I feel that in contrast with the example which I wrote will work, I should actually provide an example, which will not work as expected. The following example is based on the fact that in C++, there exist three basic types of constants:

  1. Literals,
  2. Declared constants,
  3. Constant Expressions.

Constant expressions are any expressions, the parameters of which are never variables, always operators, functions, or other constants. While they can increase the efficiency with which the program works, the fact about constant expressions which needs to be remembered, is that by definition, the compiler will compute their values at compile-time, so that the run-time can make use of them. The example below is an example in which this happens, and which exists as an antithesis of the earlier example:

 


// This code exemplifies how certain types of
// computations will be performed by the compiler,
// and not by the compiled program at run-time.

// It uses 3 types of constants that exist in C++ .

#include <cstdio>

int main () {
	
	// A variable, initialized with a literal
	double x = 0;
	
	// A declared constant
	const double Pi = 3.141592653589;
	
	// A constant expression, being assigned to the variable
	x = ( Pi / 6 );
	
	printf("This is approximately Pi / 6 : %1.12f\n", x);
	
	return 0;
}


 


dirk@Plato:~/Programs$ ./simp_const
This is approximately Pi / 6 : 0.523598775598
dirk@Plato:~/Programs$


 

If this was practical code, there would be no problem with it, purely because it outputs the correct result. But if this example was used to test anything about how the run-time behaves, its innocent Math will suffer from one main problem:

When finally assigning a computed value to the double-precision floating-point variable ‘x’ , the value on the right-hand side of the assignment operator, the ‘=’ , is computed by the compiler, before a machine-language program has been generated, because all of its terms are either literals or declared constants.
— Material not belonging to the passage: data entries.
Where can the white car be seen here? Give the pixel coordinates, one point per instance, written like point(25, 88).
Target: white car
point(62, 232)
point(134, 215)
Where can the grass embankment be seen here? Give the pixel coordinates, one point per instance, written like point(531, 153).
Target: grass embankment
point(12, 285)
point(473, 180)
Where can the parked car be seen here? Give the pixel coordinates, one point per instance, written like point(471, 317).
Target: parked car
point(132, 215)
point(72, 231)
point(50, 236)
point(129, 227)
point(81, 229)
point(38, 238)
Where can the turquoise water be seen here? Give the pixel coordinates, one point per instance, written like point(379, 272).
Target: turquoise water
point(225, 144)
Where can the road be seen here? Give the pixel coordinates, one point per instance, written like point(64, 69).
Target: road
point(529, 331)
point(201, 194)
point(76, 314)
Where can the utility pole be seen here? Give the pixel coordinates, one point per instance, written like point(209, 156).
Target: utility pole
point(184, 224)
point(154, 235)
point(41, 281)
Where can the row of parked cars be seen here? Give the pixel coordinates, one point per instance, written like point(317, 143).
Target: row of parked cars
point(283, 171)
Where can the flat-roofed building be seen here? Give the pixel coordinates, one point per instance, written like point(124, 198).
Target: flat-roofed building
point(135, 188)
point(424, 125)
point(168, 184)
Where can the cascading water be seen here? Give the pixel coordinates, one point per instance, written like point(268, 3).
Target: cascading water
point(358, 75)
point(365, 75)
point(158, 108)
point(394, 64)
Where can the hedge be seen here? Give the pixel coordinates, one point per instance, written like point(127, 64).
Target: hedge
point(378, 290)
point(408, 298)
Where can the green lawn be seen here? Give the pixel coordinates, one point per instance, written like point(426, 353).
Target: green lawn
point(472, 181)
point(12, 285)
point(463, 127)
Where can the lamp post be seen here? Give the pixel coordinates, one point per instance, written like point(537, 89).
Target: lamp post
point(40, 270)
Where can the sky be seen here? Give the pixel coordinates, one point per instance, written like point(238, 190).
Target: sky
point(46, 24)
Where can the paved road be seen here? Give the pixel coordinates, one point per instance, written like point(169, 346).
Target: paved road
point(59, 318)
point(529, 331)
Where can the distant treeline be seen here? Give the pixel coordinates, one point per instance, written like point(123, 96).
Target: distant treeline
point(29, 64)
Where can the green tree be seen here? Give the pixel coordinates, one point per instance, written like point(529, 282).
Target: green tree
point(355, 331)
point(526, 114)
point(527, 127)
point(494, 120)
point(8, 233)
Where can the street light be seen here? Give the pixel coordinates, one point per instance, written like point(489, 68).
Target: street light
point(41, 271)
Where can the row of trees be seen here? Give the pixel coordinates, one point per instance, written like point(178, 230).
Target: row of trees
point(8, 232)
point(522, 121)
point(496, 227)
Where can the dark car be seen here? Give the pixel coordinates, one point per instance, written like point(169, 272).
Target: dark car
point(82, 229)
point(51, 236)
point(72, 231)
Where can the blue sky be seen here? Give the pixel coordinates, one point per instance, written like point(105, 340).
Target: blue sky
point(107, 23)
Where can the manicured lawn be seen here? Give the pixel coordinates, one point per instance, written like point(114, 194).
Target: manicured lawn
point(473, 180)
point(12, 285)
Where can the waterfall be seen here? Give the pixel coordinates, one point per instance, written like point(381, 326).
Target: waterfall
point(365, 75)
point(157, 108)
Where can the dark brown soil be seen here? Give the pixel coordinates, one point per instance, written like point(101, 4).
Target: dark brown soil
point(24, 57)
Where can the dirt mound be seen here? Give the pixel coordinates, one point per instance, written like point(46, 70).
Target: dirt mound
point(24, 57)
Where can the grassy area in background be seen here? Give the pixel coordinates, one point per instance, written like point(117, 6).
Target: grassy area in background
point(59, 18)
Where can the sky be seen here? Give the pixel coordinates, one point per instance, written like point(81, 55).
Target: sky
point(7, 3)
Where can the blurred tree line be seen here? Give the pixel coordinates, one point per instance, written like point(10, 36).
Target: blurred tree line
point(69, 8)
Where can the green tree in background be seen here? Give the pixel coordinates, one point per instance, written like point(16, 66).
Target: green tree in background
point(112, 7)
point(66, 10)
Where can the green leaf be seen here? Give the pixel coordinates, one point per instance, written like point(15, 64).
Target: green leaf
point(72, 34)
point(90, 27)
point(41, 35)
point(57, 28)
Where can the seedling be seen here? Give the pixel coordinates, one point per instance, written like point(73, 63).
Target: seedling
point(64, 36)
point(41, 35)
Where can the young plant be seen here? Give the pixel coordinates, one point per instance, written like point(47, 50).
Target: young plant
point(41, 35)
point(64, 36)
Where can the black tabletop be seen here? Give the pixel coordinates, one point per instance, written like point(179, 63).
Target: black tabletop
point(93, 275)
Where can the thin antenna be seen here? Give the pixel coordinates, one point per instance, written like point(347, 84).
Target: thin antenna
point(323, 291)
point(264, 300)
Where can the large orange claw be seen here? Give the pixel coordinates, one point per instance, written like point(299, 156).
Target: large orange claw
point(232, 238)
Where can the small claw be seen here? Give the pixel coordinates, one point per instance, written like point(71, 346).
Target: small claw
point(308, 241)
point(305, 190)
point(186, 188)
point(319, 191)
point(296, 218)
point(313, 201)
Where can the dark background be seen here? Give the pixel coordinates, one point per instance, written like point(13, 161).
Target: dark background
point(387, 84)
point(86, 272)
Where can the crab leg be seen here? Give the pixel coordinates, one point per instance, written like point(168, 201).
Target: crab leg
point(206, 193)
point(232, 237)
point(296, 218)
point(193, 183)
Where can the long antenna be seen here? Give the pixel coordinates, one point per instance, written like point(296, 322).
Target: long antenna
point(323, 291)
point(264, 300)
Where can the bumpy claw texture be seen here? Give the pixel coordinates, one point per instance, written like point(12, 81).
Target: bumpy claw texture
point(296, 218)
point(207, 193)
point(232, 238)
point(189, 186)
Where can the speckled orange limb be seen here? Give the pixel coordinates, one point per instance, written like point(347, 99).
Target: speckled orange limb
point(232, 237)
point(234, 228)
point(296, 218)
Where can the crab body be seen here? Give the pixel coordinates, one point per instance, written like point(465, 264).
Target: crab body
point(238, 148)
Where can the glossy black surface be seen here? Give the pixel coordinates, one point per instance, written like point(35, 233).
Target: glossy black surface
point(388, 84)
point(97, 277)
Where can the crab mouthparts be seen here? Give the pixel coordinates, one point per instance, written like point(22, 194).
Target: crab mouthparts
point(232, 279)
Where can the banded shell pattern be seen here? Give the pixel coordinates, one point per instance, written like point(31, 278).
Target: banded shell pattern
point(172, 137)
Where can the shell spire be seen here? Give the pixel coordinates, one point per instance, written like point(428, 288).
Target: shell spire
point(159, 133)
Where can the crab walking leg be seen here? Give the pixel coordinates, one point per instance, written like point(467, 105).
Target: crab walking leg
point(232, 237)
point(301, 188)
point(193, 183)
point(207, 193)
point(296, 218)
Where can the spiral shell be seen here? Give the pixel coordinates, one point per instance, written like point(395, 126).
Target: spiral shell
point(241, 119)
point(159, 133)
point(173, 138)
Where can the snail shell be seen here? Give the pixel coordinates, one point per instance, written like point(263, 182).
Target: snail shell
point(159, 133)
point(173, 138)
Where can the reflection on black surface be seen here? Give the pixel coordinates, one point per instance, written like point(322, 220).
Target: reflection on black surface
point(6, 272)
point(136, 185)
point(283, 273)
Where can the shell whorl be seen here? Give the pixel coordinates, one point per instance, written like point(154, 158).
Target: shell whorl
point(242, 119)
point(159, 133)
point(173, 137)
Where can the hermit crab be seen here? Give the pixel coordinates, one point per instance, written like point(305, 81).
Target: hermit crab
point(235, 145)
This program really only tests, how well the ‘printf()’ function is able to print a double-precision value, when instructed exactly in what format to do so. That value is contained in the machine-code of the run-time, and not computed by it.

BTW, There exists a type of object in C, called a Compound Literal, which is written as an Initializer List, preceded by a data-type, as if to type-cast that initializer list to that data-type. But, because all manner of syntax that involves initializer lists is distinctly C and not C++ , I’ve never given much attention to compound literals.

(Edit 11/13/2017 : )

In other words, if the code above contained a term of the form

( 1 / ( 1 / Pi ))

Then chances are high, that because this also involves a constant expression, the compiler may simplify it to

( Pi )

Without giving the programmer any opportunity, to test the ability of the CPU, to compute any reciprocals.

Dirk